Juli 2021
„Nun lass mal die Kirche im Dorf.“ Mit diesem Spruch braucht keiner in Zülichendorf zu kommen. Die kleine 285-Einwohner-Gemeinde hat gar keine Kirche. Dafür eine Grundschule, Kita, Bäcker und Schmied, Tierarzt sowie viele
kleine Handwerksbetriebe.
Ortschronist Detlef Querhammel vor dem Glockenturm, der 1892 errichtet wurde und das Holzglockenhaus von 1842 ersetzte.
Die fehlende Kirche im Ort ist ein Rätsel. Nicht mal der Ortschronist und frühere Bürgermeister
Detlef Querhammel (68) konnte in den alten Unterlagen herausfinden, ob es jemals eine gab.
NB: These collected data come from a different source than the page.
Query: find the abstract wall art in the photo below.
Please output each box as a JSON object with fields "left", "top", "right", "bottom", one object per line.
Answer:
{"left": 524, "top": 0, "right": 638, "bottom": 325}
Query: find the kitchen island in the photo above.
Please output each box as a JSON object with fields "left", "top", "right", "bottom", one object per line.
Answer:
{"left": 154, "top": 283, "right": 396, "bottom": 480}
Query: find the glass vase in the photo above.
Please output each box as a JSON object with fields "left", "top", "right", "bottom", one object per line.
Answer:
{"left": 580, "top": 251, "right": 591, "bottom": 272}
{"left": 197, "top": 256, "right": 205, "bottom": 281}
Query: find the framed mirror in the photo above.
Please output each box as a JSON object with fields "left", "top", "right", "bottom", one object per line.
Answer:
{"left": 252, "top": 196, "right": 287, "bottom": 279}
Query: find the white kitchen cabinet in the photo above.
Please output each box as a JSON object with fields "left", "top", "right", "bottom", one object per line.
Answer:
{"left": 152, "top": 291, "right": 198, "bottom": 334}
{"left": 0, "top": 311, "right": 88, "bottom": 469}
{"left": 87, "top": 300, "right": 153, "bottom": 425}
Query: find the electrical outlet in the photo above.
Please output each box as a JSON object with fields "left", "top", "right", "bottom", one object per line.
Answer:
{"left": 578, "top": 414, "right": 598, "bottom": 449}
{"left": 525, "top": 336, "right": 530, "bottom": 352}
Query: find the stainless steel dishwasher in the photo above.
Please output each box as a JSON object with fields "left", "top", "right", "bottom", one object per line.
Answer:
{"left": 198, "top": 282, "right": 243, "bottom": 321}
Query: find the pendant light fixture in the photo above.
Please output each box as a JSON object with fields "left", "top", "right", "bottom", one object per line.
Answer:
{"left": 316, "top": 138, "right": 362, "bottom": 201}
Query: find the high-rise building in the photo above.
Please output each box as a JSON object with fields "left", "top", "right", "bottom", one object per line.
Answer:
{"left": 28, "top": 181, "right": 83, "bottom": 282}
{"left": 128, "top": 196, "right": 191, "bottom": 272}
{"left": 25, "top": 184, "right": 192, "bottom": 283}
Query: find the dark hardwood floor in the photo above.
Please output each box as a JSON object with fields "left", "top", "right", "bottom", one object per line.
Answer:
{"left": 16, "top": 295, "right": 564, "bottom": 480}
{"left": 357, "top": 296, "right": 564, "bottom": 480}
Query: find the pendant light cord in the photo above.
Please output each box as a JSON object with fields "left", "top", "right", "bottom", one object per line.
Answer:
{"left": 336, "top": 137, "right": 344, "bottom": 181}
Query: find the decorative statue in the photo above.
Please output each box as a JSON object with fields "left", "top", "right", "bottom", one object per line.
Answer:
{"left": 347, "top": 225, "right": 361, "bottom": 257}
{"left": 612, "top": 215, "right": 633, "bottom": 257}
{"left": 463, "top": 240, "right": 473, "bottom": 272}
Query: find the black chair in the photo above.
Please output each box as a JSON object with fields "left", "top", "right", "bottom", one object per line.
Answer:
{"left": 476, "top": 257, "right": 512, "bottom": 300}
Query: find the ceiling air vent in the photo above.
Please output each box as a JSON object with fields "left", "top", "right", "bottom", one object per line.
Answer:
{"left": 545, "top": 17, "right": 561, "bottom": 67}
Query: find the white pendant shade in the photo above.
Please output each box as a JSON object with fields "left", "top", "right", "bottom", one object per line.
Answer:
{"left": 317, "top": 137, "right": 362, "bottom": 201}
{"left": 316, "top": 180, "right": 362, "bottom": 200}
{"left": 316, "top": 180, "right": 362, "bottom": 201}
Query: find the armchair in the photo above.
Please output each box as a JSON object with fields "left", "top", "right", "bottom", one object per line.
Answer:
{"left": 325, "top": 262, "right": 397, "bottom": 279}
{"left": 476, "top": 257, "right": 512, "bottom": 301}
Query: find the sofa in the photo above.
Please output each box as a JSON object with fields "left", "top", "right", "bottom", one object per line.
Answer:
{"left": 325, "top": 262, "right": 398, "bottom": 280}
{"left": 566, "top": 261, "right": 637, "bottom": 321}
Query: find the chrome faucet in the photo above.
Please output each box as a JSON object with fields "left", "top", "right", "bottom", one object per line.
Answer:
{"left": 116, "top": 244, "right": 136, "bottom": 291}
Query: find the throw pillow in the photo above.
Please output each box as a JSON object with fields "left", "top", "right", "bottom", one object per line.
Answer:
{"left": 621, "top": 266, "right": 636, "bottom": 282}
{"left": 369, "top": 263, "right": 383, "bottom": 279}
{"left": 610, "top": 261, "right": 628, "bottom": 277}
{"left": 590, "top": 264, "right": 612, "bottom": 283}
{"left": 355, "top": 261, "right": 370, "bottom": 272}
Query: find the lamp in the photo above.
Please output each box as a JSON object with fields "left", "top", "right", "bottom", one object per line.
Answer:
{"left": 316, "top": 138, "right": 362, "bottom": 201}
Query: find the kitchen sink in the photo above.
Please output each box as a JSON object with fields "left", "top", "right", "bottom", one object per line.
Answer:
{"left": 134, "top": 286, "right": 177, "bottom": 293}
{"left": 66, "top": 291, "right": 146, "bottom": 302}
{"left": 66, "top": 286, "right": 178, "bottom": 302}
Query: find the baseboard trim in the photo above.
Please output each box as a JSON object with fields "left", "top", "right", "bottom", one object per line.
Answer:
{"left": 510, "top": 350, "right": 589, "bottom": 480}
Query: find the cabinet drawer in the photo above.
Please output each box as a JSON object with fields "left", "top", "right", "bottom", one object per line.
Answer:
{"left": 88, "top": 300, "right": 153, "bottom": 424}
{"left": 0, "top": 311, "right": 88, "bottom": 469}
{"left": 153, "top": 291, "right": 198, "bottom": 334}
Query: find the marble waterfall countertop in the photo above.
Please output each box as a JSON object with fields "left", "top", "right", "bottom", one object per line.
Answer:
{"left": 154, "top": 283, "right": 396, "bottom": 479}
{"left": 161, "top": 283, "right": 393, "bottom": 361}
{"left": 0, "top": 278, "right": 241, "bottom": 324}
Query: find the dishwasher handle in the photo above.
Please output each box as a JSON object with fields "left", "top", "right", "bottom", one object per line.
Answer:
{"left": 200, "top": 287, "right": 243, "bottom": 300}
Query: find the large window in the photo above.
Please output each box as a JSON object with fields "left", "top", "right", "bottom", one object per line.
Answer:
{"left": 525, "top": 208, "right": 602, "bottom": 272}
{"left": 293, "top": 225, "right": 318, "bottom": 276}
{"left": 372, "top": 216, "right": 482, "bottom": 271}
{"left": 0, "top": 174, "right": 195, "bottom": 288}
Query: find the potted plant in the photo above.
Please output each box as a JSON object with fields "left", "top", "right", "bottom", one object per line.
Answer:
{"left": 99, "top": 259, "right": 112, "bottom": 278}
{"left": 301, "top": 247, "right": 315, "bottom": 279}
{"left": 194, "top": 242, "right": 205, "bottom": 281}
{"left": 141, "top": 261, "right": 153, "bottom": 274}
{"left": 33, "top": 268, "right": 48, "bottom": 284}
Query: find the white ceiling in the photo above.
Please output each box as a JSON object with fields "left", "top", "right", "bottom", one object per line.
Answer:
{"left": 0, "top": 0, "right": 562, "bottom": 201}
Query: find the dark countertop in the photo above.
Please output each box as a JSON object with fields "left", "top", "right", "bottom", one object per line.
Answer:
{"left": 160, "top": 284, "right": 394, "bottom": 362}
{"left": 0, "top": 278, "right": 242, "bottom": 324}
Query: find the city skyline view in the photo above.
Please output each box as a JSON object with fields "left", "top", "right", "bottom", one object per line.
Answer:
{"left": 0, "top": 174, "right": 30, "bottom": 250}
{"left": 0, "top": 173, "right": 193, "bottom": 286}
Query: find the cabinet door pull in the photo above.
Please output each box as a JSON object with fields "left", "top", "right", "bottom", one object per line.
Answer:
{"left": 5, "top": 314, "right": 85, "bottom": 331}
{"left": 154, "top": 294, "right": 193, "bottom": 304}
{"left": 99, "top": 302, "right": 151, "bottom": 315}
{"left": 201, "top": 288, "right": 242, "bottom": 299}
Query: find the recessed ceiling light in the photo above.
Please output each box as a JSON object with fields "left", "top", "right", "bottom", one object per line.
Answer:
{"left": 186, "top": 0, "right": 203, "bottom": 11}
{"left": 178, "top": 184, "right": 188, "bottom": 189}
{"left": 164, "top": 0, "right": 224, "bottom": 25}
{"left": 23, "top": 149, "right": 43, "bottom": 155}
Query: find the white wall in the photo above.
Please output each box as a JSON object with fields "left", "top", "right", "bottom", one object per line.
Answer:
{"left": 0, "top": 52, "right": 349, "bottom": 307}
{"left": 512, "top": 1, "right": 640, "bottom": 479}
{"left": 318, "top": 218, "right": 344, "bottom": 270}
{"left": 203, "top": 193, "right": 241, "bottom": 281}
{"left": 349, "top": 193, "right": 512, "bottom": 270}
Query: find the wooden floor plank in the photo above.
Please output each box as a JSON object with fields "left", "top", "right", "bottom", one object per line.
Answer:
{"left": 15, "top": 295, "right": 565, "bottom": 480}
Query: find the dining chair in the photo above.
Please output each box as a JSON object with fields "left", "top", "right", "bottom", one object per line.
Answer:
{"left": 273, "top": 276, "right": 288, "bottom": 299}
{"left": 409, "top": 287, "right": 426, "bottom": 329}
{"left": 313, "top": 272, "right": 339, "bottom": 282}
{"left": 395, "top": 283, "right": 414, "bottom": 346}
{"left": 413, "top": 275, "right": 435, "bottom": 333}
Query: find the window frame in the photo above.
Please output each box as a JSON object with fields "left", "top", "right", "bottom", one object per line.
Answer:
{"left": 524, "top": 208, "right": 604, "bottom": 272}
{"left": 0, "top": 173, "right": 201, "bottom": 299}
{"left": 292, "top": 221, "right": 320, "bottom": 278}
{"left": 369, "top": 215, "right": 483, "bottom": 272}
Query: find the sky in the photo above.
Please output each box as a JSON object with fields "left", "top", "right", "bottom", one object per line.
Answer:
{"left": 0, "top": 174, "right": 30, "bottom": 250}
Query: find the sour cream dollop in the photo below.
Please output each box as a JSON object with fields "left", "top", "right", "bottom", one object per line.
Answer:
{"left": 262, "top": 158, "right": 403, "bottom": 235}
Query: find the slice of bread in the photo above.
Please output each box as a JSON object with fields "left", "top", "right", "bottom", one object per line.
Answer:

Dabei leben seine Vorfahren nachweislich bereits seit 1678 in Zülichendorf. Erstmalig erwähnt wurde die Ansiedlung 1285 als „Czulkendorff". Im 30-jährigen Krieg war das Dorf wüst und verlassen. Erst 1684 waren wieder 3 von 20 Gehöften bewohnt. Dafür ziert ein Glockenturm den alten Dorfkern. Er ist das Wahrzeichen von Zülichendorf und das Bauwerk ziemlich einmalig in Brandenburg. Für jedes Ereignis werden die Glocken geläutet. Dafür muss Detlef Querhammel
die genauen Zeiten wissen, um das automatische Geläut einzustellen, etwa zu Feiertagen, am Vortag einer Beerdigung und nach der Trauerfeier, wenn der Sarg zu Grabe getragen wird. Auch sonntags wird der bevorstehende Gottesdienst
im Nachbarort signalisiert. In den 1950er und 1960er-Jahren fanden die Andachten noch bei einer Familie im Wohnzimmer statt. Und täglich um 18 Uhr wird der Feierabend im Ort eingeläutet. Die Kinder im Ort orientieren sich daran. Nur einmal versagte die Technik. „Das gab mächtig Ärger bei einem Nachbarskind, als er zu spät nach Hause kam“, erinnert sich der Ortschronist. „Dabei konnte das Kind gar nichts dafür.“
Die 700-Jahr-Feier begingen die Zülichendorfer 1985 mit einem historischen Festumzug. Foto: Gemeinde Zülichendorf
Schulstandort erhalten
Die Kinder nehmen in Zülichendorf einen ganz großen Stellenwert ein. Ohne sie sähe das Dorfleben
anders aus. Obwohl der Ort an der Landstraße L 80 nicht gerade viele Einwohner und nur wenige Straßen
vorweisen kann, gibt es hier einen modern ausgestatteten und barrierefreien Kindergarten im alten Schulgebäude
und die Grundschule am Pekenberg mit etwa 160 Kindern. Es ist eine von zwei Grundschulen in den 23 Ortsteilen der Gemeinde Nuthe-Urstromtal. Durch kluge Investitionen in der Nachwendezeit und schlaues Taktieren bei den Eingemeindungen blieb der Schulstandort wie durch ein Wunder erhalten.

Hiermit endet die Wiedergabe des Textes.